Greasemonkey update brings important security changes


Firefox script manager Greasemonkey has been updated to version 2.0 with some important security tweaks.

The add-on now finally defaults to the unprivileged mode introduced in Greasemonkey 1.0, which means scripts must explicitly request the APIs they need with @grant. The developers say this shouldn’t pose a problem, as "many if not most or all scripts" work this way already, and the change won’t immediately affect installed scripts anyway. But if you then update, edit or reinstall a script which doesn’t follow the rules, it’ll probably break.

Similarly, the sandbox has been updated to match Firefox Add-on SDK, and will no longer be able to use unsafeWindow to make JavaScript objects available. Translated, it’s another low-level change which may also break existing scripts, but Greasemonkey’s developers say it will improve "stability, reliability and security", while script developers can still access unsafeWindow with the new methods cloneInto(), exportFunction(), and/or createObjectIn().
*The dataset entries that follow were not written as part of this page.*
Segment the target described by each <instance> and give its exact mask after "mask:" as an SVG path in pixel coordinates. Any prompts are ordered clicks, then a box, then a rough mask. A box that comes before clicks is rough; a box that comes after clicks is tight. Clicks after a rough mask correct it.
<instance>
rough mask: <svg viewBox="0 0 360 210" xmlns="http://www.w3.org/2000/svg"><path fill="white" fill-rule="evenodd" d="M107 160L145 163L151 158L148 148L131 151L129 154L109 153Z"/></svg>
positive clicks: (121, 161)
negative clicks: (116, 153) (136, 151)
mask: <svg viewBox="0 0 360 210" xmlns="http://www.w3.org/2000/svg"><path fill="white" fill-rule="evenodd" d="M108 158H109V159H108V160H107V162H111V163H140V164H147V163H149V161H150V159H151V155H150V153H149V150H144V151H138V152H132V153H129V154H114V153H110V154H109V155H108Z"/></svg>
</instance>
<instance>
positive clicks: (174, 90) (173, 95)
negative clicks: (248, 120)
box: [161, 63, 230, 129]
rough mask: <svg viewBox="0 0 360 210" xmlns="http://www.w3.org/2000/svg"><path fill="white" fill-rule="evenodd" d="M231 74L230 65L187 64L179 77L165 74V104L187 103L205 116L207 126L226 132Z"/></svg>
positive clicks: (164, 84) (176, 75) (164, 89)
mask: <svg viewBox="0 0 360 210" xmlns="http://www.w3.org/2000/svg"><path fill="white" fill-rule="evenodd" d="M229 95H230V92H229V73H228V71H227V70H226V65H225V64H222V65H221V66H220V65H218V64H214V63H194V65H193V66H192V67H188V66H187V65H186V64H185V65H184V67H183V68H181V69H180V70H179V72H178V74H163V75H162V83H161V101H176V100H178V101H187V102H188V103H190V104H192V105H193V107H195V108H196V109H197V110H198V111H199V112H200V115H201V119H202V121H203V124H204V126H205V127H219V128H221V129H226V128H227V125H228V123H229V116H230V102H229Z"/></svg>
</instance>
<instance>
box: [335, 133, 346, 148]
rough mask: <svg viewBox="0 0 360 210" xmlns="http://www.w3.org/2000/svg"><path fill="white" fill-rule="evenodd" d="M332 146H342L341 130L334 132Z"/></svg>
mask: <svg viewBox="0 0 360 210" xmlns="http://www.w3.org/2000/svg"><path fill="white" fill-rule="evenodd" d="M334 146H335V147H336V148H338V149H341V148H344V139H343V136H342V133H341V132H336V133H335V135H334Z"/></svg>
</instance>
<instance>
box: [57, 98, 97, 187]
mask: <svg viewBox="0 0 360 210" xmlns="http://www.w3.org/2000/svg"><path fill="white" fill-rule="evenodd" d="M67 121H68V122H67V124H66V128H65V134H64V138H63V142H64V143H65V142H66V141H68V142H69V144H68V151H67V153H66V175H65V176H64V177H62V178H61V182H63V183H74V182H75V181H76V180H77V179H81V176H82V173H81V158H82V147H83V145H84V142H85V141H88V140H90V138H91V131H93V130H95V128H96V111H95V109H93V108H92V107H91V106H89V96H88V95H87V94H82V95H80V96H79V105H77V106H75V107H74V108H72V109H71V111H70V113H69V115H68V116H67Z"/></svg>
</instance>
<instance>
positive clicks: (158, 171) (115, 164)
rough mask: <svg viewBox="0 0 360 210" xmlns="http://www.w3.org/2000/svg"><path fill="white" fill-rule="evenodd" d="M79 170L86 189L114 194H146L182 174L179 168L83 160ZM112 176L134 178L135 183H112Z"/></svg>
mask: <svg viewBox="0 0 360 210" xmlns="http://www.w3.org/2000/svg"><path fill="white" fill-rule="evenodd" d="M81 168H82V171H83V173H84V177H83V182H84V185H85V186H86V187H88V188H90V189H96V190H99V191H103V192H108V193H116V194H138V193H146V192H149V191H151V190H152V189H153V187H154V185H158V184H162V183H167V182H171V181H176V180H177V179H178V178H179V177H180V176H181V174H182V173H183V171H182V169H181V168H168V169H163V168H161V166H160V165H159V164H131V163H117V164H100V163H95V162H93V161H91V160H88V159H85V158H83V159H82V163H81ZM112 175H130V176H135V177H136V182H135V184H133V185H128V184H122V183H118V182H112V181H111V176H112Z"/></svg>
Elsewhere, new support for reading a meta.js file from any website should make it easier to detect and download script updates (although it’ll take some time before it’s widely used).

Firefox Sync support is now turned on by default, and shouldn’t display unnecessary prompts if a master password is set.

References and links to the broken and almost entirely useless will at last be ditched.

Greasemonkey 2.0 also fixes a range of bugs. We didn’t spot anything that seemed too significant, but if you’re interested, the 2.0 milestone on GitHub will give you all the low-level details.

As we write, the Firefox add-on site is still displaying Greasemonkey 1.15. It should catch up soon, but if you can’t wait, try installing 2.0 beta 2 from the Development Channel section.